Monday 14 November 2011

Late Autumn



There is a serenity that comes over me when I watch a film like "Late Autumn", it's a film directed by Yasujiro Ozu so in that sense it already holds a special place in my heart. Ozu was a master filmmaker who made wonderful masterpieces almost all the time. His films were rarely seen outside of Japan for the longest time, but now over the years he's been rediscovered and can now be seen as one of cinema's masters.

What you should know about "Late Autumn" is it's a reworking of the ongoing theme which was prominent in many of Ozu's films, the disillusionment of the family. In this film the relationship between a daughter and her widowed mother is interrupted by the insistence that the daughter should be married. Both woman seem content with the fact they they live together, but society has made it necessary that the daughter should marry.
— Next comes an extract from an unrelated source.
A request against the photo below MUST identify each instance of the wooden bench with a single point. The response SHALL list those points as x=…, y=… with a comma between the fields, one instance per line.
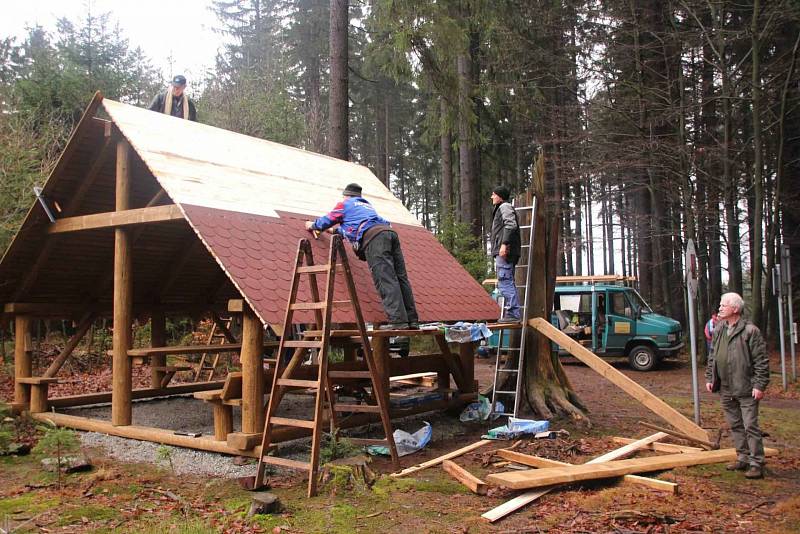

The mother in this film is played by one of the great beauties of cinema, Setsuko Hara. In earlier incarnations of the same plot, Ozu had Hara play the daughter, but now she is middle aged. Hara seems older, slower, but her beauty and her quiet sadness seems to be even more prominent. Hara wasn't in movies much, she soon retired after Ozu passed away, and in her late career she mostly worked almost exclusively with him. Seeing her in this film is like seeing a history between an actress and her director, it isn't only a character she's playing, but it's an embodiment of an idea instilled in her by a filmmaker.

But "Late Autumn" also has its playful side, it's a modern tragedy but with some wise human comedy in the mix. The trouble makers of the film happen to be three middle aged men who were friends of Hara's dead husband. They plan to play matchmakers for the daughter, it's almost as if the idea came to them on a whim. The tragedy here is how the mother and daughter become pawns in the games of these foolish men. No one asked them to interfere with their perfectly content life, but they have it in their mind it's for the best of both parties that the daughter be married off.
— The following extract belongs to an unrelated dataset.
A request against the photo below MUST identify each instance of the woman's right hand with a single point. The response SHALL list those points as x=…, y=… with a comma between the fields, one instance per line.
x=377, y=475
But we don't see anyone judged in "Late Autumn", there are no villains, the tragedy is mostly done organically by typical human error, we understand everyone does things with the best intentions, but change must be accepted, and we mourn for the way of life that will be lost.

"Late Autumn" is a patient film, it asks you to pay attention, for with all Ozu films, he's fascinated with the behaviours and the relationships of his characters. It's brilliant how Ozu can bring out character relationships in a cinematic way. Sometimes he emphasizes a close connection between two people by having them mirror each others movements, or sometimes it's used to show off a comedic situation.
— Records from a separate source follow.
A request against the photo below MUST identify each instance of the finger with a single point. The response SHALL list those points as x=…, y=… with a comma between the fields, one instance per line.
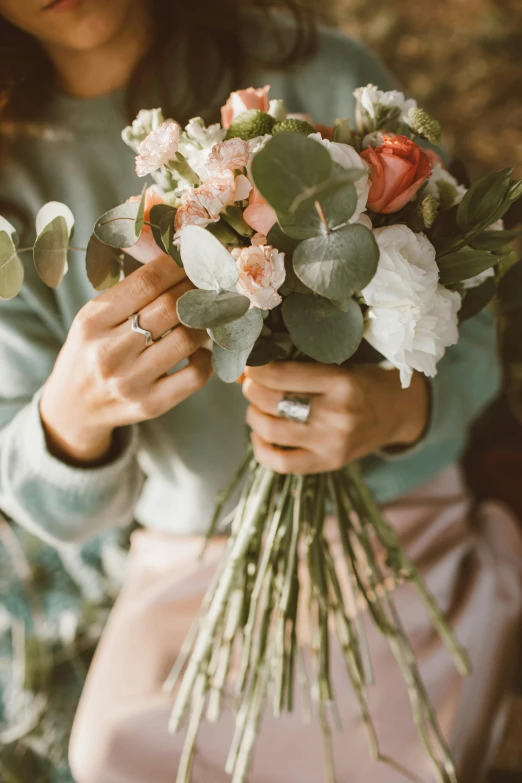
x=305, y=377
x=168, y=352
x=173, y=389
x=261, y=396
x=299, y=461
x=280, y=432
x=158, y=317
x=131, y=295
But Ozu is also a master at showing the sadness of life, and also the joys. He shows life as a passage of time full of hope and heartaches. Perhaps no one has been able to show the beauty of loneliness better than Ozu. This is done in the final moments with Setsuko Hara where she is left alone in her room, and Ozu gives us her little moment to reflect that her daughter will no longer be there to greet her home, she is left to continue her life alone. Hara is perfect in this scene, every little movement shows volumes of what she is feeling, that's the secret of Ozu cinema, he was fascinated with the little habits people did, the slight mundane things that filled up their lives, it's what his cinema is all about, it's what make us care for these people, they seem all the more real to us. There are moments in "Late Autumn" where a touch of the wrist or a tilt of the head had more behind it than any emotional monologue could ever tell us, that's the signature of a master.